Ethan Happ is easily the second best player in the conference behind only Miles Bridges. However, he's all Wisconsin has in what will be a bit of a rebuilding year for the Badgers. They'll feel the losses of Bronson Koenig and Nigel Hayes.
Offense could be a challenge for the Hawkeyes with Peter Jok, who was the conference's leading scorer in 2016-17. No one on their roster is talented enough to take over that role by themselves, so they'll look to play team ball with balanced scoring - but that limitation will hurt them.
Penn State is hoping to make the NCAA Tournament for the first time since 2011 behind their sophomore trio of Tony Carr, Lamar Stevens, and Mike Watkins, but I still think they're a year away. They'll be good defensively again, yet a major lack of depth will kill them against better competition.
Brad Underwood is a very good coach and will be a good coach at Illinois for a very long time. That said, the Illini don't have much to work with in his first season. Wright State grad transfer Mark Alstork will be relied on as their go-to option offensively as the rest of the team tries to identify their roles. One thing we do know is that, like any Brad Underwood team, they're going to play great defense.
Ohio State had a weird offseason in which former head coach Thad Matta retired/was fired in June, and they hired Chris Holtmann from Butler a few days later. The Buckeyes are a team in transition with Holtmann wanting to get "his guys" into the program, but there are still a number of veteran players who will lead the way this year. However, that group has proven they struggle against the better teams in the league. Given the limited time they've had to adjust to Holtmann, I expect the Buckeyes to struggle again.
Point guard Glynn Watson Jr. is really good and Georgetown transfer center Isaac Copeland, a former top-25 recruit, should be a good running mate for him. Unfortunately for them, the rest of the roster doesn't have much to offer.
It feels like we can just put Rutgers here every year. Junior guard Corey Sanders is a quality guard and freshmen Mamadou Doucore and Geo Baker figure to play big roles in their frontcourt and backcourt, respectively. Overall, though, the Scarlet Knights lack talent.
First-team All-Big Ten:
Cassius Winston, PG, Michigan State Spartans
Bryant McIntosh, PG, Northwestern Wildcats
Vince Edwards, SF, Purdue Boilermakers
Miles Bridges, SF, Michigan State Spartans
Ethan Happ, PF, Wisconsin Badgers
Player of the Year: Miles Bridges, SF, Michigan State Spartans
Bridges was going to be a lottery pick in the 2017 draft before opting to return to school. He is hoping to work on his all-around game this season, but is a freak athlete who is excellent finishing around the rim. And it's not like he was bad as a freshman - he averaged nearly 17 points while grabbing over eight rebounds per game. Consistency will be key for him, but he's clearly the best player in the conference.

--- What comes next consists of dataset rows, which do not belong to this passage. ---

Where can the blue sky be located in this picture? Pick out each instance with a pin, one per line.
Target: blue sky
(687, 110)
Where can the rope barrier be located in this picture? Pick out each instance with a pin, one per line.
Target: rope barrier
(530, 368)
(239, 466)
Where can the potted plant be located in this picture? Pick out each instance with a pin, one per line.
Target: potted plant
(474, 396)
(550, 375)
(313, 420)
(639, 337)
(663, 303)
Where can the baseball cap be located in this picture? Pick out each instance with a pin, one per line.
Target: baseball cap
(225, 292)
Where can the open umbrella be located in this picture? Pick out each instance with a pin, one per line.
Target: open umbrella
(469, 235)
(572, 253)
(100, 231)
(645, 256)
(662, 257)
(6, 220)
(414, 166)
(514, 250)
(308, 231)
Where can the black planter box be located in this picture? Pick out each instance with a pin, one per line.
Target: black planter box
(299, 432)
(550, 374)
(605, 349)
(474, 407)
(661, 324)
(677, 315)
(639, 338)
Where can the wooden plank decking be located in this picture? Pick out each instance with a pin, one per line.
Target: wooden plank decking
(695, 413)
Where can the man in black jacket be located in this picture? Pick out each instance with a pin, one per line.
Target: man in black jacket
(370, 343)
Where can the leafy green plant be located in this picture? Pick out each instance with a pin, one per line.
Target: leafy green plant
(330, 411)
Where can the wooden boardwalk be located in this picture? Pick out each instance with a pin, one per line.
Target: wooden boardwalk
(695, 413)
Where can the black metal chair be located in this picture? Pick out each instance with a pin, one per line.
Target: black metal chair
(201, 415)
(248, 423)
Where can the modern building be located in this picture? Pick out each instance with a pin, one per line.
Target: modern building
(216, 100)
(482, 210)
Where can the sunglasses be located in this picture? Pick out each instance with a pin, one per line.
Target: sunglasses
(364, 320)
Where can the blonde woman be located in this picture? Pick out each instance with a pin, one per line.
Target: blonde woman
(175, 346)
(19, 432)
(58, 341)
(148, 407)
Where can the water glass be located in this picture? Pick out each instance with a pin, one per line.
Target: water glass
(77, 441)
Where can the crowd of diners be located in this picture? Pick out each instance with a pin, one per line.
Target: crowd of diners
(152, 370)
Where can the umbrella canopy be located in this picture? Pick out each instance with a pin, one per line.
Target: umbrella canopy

Freshman of the Year: Jaren Jackson, PF, Michigan State Spartans
Jackson's presence is the biggest difference from last year's Michigan State team and why they're ranked No. 2 in the preseason. He has a 7-foot-4 wingspan and is a great athlete, giving him a ton of defensive upside as a shot blocker. He's competitive on the glass, runs the floor well and is a good finisher, yet needs to play stronger and improve his shooting. Jackson looks to be the perfect complement to Bridges and is the clear favorite to win this award.
Coach of the Year: Mark Turgeon, Maryland Terrapins
Turgeon has been the butt of his fair share of jokes during his tenure with the Terps, but Maryland is set up to experience success this year. They have as much talent as any team in that second group behind Michigan State and getting the most out of that group - particularly their three star sophomores (Cowan, Huerter, Jackson) - will be the key to their season. I trust those three more than anyone else in the conference not on Michigan State or named Ethan Happ. They will guide Maryland to a No. 2 finish in the Big Ten, which will be enough for Turgeon to win the award.